Stefanos-stk commented 4 years ago

I am referring to this function here that I was using for passing stuff into bert. It turns out the unicode(line) messes up everything, so that's bad for everything that was running all along. Fixed it but should I start running models again right? Thats why we were losing all the accents in french, greek and other non-latin characters.

def format_line(line):
    line = unidecode(line)
    line = demoji.replace(line)
    line = re.sub(r"(@\S*)", "@", line)
    line = re.sub(r"http\S*", "url",line)
    return line
mikeizbicki commented 4 years ago

Yes, the call to unidecode is messing everything up for non-English languages, and you'll unfortunately have to retrain everything from the beginning. Remember that this training first involves training the last layer only, and then warm starting the full model. On the plus side, you should expect to get significantly better performance.

I would also change

    line = re.sub(r"http\S*", "url",line)

to

    line = re.sub(r"http://\S*", "url",line)

as the first line will occasionally match against things that are not urls, like firefox made an http request to google.com. (But that's an extremely minor point that may not even occur in the data.)

I wouldn't delete the old models at this point though unless you need space. There's a slight chance that we can still use them for something.

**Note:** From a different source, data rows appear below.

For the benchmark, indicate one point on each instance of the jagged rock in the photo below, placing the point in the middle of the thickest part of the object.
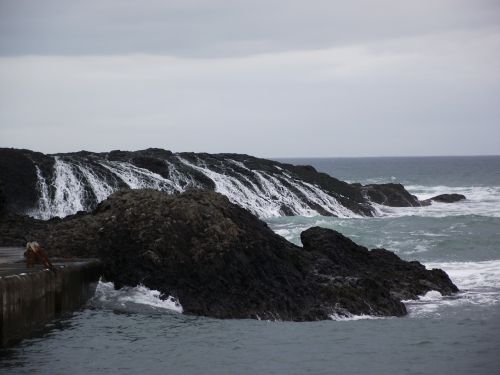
(219, 260)
(444, 198)
(394, 195)
(61, 184)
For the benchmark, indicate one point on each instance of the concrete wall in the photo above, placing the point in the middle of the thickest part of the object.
(29, 300)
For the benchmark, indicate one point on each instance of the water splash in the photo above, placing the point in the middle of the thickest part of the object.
(78, 184)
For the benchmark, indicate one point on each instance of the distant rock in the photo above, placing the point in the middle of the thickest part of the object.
(394, 195)
(221, 261)
(444, 198)
(47, 186)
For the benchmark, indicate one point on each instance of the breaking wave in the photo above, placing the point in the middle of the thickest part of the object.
(79, 185)
(481, 201)
(139, 299)
(479, 284)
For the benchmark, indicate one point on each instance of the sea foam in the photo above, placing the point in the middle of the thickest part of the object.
(136, 299)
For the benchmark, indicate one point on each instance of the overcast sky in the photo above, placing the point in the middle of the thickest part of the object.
(268, 78)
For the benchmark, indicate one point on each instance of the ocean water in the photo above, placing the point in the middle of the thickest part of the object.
(132, 331)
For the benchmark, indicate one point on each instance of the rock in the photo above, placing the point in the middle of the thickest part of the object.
(445, 198)
(394, 195)
(251, 182)
(221, 261)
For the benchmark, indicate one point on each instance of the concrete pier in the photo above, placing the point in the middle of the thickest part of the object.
(31, 297)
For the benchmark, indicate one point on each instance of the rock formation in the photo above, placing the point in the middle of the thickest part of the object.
(46, 186)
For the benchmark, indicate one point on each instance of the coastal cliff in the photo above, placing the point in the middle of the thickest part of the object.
(219, 260)
(46, 186)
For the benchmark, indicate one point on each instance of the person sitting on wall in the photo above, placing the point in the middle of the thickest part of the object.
(35, 254)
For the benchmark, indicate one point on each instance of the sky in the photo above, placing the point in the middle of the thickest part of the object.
(268, 78)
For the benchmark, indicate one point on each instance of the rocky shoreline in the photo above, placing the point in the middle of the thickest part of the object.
(220, 260)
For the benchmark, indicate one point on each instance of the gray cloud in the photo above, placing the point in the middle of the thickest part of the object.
(214, 28)
(305, 79)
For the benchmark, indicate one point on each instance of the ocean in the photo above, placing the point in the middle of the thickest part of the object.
(132, 331)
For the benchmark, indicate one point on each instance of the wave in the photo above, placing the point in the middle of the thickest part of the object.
(481, 201)
(79, 184)
(139, 299)
(479, 284)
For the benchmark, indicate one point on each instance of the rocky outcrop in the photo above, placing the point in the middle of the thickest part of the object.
(444, 198)
(219, 260)
(47, 186)
(394, 195)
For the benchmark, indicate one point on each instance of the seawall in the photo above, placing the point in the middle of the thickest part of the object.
(30, 298)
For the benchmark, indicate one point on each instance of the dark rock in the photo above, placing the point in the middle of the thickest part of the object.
(394, 195)
(221, 261)
(444, 198)
(22, 189)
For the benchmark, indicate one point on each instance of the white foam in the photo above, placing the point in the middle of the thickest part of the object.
(107, 296)
(480, 200)
(350, 317)
(479, 284)
(266, 198)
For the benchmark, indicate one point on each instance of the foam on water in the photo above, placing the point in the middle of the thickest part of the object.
(78, 185)
(481, 201)
(137, 299)
(479, 284)
(351, 317)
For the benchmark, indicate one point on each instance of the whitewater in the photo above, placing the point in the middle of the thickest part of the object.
(136, 330)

Stefanos-stk commented 4 years ago
CUDA_VISIBLE_DEVICES=0 nohup python3 -u names_transformers.py --data data/tweet_emoji_dataset_fixed_train.jsonl.gz --model bert --batch_size 64 --learning_rate 1e-4 --log_dir_base log_correct --gradient_clipping --optimizer adam --train --train_where outside > nohup_last/adam_last_1e4 &  
CUDA_VISIBLE_DEVICES=1 nohup python3 -u names_transformers.py --data data/tweet_emoji_dataset_fixed_train.jsonl.gz --model bert --batch_size 64 --learning_rate 1e-5 --log_dir_base log_correct --gradient_clipping --optimizer adam --train --train_where outside > nohup_last/adam_last_1e5 &
CUDA_VISIBLE_DEVICES=2 nohup python3 -u names_transformers.py --data data/tweet_emoji_dataset_fixed_train.jsonl.gz --model bert --batch_size 64 --learning_rate 1e-6 --log_dir_base log_correct --gradient_clipping --optimizer adam --train --train_where outside > nohup_last/adam_last_1e6 & 

CUDA_VISIBLE_DEVICES=3 nohup python3 -u names_transformers.py --data data/tweet_emoji_dataset_fixed_train.jsonl.gz --model bert --batch_size 64 --learning_rate 1e-5 --log_dir_base log_correct --optimizer adam --train --train_where outside > nohup_last/adam_last_1e5_noclip &

CUDA_VISIBLE_DEVICES=4 nohup python3 -u names_transformers.py --data data/tweet_emoji_dataset_fixed_train.jsonl.gz --model bert --batch_size 64 --learning_rate 1e-2 --log_dir_base log_correct --gradient_clipping --optimizer sgd --train --train_where outside > nohup_last/sgd_last_1e2 &
CUDA_VISIBLE_DEVICES=5 nohup python3 -u names_transformers.py --data data/tweet_emoji_dataset_fixed_train.jsonl.gz --model bert --batch_size 64 --learning_rate 1e-3 --log_dir_base log_correct --gradient_clipping --optimizer sgd --train --train_where outside > nohup_last/sgd_last_1e3 & 

CUDA_VISIBLE_DEVICES=6 nohup python3 -u names_transformers.py --data data/tweet_emoji_dataset_fixed_train.jsonl.gz --model bert --batch_size 64 --learning_rate 1e-2 --log_dir_base log_correct --optimizer sgd --train --train_where outside > nohup_last/sgd_last_1e3_noclip & 

In short: -Cuda 0,1,2: adam,clip,lr=1e-4,1e-5,1e-6,last layer -Cuda 3: adam,no_clip, lr=1e-5,last layer -Cuda 4,5: sgd,clip, lr=1e-2,1e-3,last layer -Cuda 6: sgd,no_clip,lr=1e-3,last layer -Cuda 7: nothing; use it for validation

These are the experiments that I am running. Next, I will pick the best-performing ones and use them as arm start to train all the layers. Validation is ready & exporting the results to csv is ready, the infer is fixed and ready to replace the table I already created. So it should only be an issue of time. In the mean-time, I am reading about writing a paper and the notes you gave us. Sorry about this mess-up I should have been more careful with the initial tests.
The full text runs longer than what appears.